Gross debt ratio (IMF): The gross debt ratio (IMF) shows the ratio of gross debt as defined by the International Monetary Fund to nominal gross domestic product (GDP). Gross debt is calculated as total liabilities less shares and other equity and less financial derivatives and employee stock options. Negotiable liabilities are recognized at fair value.
Net debt ratio: The net debt ratio expresses net debt as a percentage of GDP. Net debt is comprised of gross debt as defined by the IMF minus financial assets corresponding to debt instruments. Such financial assets include monetary gold and special drawing rights, currency and deposits, debt securities, loans, insurance policies, pensions, standardized guarantee schemes, and other accounts receivable.
Maastricht debt ratio: The Maastricht debt ratio shows the ratio of gross debt in accordance with the Maastricht criteria to nominal GDP. The debt used for calculating this indicator includes the following financial instruments on the liabilities side of the balance sheet using the GFS Model: currency and deposits, debt instruments and loans. However, in accordance with the Maastricht definition, these are measured at nominal value instead of fair value.

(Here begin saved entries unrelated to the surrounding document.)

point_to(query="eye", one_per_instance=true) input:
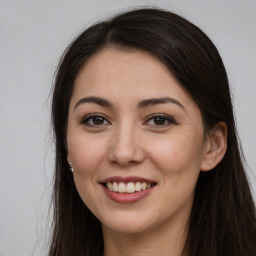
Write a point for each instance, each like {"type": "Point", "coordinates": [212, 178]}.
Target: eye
{"type": "Point", "coordinates": [160, 121]}
{"type": "Point", "coordinates": [95, 120]}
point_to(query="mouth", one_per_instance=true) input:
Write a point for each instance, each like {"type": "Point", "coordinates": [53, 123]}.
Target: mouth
{"type": "Point", "coordinates": [127, 185]}
{"type": "Point", "coordinates": [128, 188]}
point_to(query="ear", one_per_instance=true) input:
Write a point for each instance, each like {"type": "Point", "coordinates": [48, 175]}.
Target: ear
{"type": "Point", "coordinates": [216, 146]}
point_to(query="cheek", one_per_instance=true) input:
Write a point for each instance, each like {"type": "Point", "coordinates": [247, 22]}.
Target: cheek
{"type": "Point", "coordinates": [86, 154]}
{"type": "Point", "coordinates": [178, 155]}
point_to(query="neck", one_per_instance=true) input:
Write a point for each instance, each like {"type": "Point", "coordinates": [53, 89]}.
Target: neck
{"type": "Point", "coordinates": [164, 241]}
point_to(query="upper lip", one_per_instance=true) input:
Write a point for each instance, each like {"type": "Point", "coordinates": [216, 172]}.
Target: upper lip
{"type": "Point", "coordinates": [126, 179]}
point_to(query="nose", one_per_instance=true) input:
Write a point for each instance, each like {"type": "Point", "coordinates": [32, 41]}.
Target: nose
{"type": "Point", "coordinates": [126, 147]}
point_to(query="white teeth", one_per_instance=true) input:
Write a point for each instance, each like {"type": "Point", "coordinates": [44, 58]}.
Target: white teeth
{"type": "Point", "coordinates": [138, 186]}
{"type": "Point", "coordinates": [121, 187]}
{"type": "Point", "coordinates": [110, 186]}
{"type": "Point", "coordinates": [143, 185]}
{"type": "Point", "coordinates": [115, 187]}
{"type": "Point", "coordinates": [129, 187]}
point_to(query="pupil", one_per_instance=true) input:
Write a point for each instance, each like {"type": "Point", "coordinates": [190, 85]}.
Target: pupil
{"type": "Point", "coordinates": [98, 120]}
{"type": "Point", "coordinates": [159, 121]}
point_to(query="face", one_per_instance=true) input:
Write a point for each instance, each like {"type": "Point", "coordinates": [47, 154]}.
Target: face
{"type": "Point", "coordinates": [136, 142]}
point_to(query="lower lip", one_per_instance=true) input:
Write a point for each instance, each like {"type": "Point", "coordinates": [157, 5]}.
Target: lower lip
{"type": "Point", "coordinates": [126, 197]}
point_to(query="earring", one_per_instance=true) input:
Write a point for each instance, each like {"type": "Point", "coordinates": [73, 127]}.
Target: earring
{"type": "Point", "coordinates": [70, 166]}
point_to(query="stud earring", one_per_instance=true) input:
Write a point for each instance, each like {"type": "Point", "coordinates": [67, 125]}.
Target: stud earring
{"type": "Point", "coordinates": [70, 166]}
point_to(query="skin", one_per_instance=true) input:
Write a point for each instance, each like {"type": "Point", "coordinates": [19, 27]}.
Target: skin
{"type": "Point", "coordinates": [128, 141]}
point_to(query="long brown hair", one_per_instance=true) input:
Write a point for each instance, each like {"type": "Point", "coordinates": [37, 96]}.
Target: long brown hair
{"type": "Point", "coordinates": [222, 220]}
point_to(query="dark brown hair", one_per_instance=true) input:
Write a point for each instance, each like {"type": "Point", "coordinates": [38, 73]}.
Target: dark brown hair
{"type": "Point", "coordinates": [222, 220]}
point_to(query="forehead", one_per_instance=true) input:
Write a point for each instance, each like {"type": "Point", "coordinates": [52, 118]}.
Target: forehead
{"type": "Point", "coordinates": [128, 75]}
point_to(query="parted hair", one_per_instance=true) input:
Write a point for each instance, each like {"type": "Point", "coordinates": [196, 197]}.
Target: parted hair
{"type": "Point", "coordinates": [222, 220]}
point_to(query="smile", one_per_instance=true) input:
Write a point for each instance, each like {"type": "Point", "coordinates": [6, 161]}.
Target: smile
{"type": "Point", "coordinates": [130, 187]}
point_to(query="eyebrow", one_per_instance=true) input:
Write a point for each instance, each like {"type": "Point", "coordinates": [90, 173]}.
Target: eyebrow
{"type": "Point", "coordinates": [97, 100]}
{"type": "Point", "coordinates": [155, 101]}
{"type": "Point", "coordinates": [142, 104]}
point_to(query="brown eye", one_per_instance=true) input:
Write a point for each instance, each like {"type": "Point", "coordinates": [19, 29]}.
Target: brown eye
{"type": "Point", "coordinates": [160, 121]}
{"type": "Point", "coordinates": [95, 120]}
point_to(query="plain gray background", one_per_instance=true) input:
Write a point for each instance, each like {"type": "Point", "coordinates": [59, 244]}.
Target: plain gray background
{"type": "Point", "coordinates": [33, 34]}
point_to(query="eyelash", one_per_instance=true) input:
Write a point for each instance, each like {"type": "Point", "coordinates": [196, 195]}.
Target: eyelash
{"type": "Point", "coordinates": [92, 117]}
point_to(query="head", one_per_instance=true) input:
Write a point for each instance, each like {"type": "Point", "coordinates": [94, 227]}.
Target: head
{"type": "Point", "coordinates": [194, 67]}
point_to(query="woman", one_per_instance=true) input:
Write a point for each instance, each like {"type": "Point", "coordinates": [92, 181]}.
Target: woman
{"type": "Point", "coordinates": [147, 156]}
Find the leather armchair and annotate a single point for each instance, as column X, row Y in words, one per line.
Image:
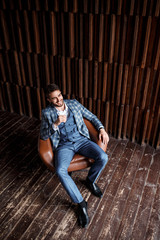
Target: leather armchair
column 78, row 162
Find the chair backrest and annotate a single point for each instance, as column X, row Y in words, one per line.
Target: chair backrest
column 45, row 147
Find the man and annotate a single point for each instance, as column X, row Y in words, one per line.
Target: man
column 62, row 122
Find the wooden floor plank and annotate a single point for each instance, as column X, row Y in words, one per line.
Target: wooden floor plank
column 96, row 205
column 34, row 205
column 135, row 196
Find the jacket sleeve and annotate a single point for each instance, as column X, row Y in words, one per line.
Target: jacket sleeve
column 90, row 116
column 46, row 129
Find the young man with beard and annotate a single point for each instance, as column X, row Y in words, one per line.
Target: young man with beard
column 62, row 122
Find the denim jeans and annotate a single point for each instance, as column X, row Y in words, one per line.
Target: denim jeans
column 63, row 156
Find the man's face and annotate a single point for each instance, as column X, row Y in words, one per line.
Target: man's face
column 56, row 98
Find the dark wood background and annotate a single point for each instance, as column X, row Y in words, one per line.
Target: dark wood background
column 104, row 53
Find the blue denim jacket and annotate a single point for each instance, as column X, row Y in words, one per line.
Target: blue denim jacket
column 49, row 116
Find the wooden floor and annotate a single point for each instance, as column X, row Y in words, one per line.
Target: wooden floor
column 33, row 204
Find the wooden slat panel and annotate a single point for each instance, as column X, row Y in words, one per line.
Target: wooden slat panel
column 85, row 47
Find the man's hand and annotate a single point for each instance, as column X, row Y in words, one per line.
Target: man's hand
column 60, row 119
column 103, row 136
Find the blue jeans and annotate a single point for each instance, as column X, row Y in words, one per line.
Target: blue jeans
column 63, row 156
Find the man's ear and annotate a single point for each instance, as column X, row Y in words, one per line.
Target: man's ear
column 48, row 100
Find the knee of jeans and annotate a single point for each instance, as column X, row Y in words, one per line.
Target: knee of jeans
column 104, row 158
column 61, row 171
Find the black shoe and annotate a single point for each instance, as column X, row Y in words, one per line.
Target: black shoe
column 94, row 188
column 83, row 215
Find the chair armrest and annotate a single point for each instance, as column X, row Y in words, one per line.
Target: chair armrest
column 94, row 134
column 46, row 153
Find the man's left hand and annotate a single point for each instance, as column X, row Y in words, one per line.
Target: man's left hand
column 103, row 136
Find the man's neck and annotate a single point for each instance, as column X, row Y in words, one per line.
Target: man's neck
column 61, row 108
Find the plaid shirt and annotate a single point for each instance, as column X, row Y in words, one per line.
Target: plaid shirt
column 49, row 116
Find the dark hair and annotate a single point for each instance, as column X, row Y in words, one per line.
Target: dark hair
column 51, row 88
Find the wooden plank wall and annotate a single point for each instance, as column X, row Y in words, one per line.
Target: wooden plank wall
column 104, row 53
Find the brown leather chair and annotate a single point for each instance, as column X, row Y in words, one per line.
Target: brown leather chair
column 78, row 162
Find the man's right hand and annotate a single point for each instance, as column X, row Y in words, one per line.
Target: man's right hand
column 60, row 119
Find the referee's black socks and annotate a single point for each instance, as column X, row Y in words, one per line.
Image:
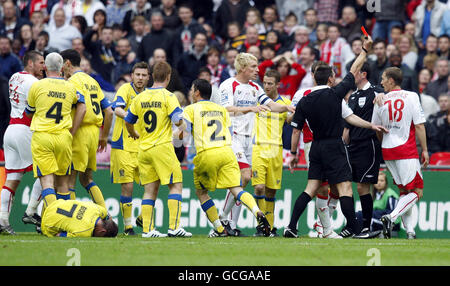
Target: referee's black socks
column 300, row 205
column 348, row 209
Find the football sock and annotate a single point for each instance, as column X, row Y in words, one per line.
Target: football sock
column 213, row 216
column 96, row 194
column 174, row 204
column 269, row 209
column 49, row 196
column 7, row 198
column 407, row 220
column 367, row 209
column 248, row 201
column 147, row 215
column 62, row 196
column 73, row 194
column 348, row 210
column 323, row 213
column 299, row 206
column 35, row 198
column 404, row 204
column 126, row 206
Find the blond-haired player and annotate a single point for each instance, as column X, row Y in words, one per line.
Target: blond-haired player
column 243, row 98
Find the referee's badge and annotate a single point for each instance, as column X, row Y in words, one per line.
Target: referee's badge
column 361, row 101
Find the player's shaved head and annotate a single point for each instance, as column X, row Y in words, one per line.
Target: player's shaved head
column 54, row 62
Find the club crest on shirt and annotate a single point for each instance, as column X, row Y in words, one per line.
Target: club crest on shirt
column 361, row 101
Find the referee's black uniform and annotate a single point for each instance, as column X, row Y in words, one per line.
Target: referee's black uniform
column 328, row 157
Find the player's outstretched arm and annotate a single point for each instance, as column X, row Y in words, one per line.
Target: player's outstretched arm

As the IMF definition of debt is broader, IMF debt is higher than debt in accordance with the Maastricht definition. The IMF net debt ratio provides a comprehensive view of a country's debt situation. It quantifies a country's ability to repay debt, taking account of its financial assets.
The Maastricht debt ratio is specifically for countries in the euro area. It is often used to verify whether a country meets the requirements for adopting the euro. The ratio is designed to ensure that countries maintain sound fiscal discipline and do not have excessive debt.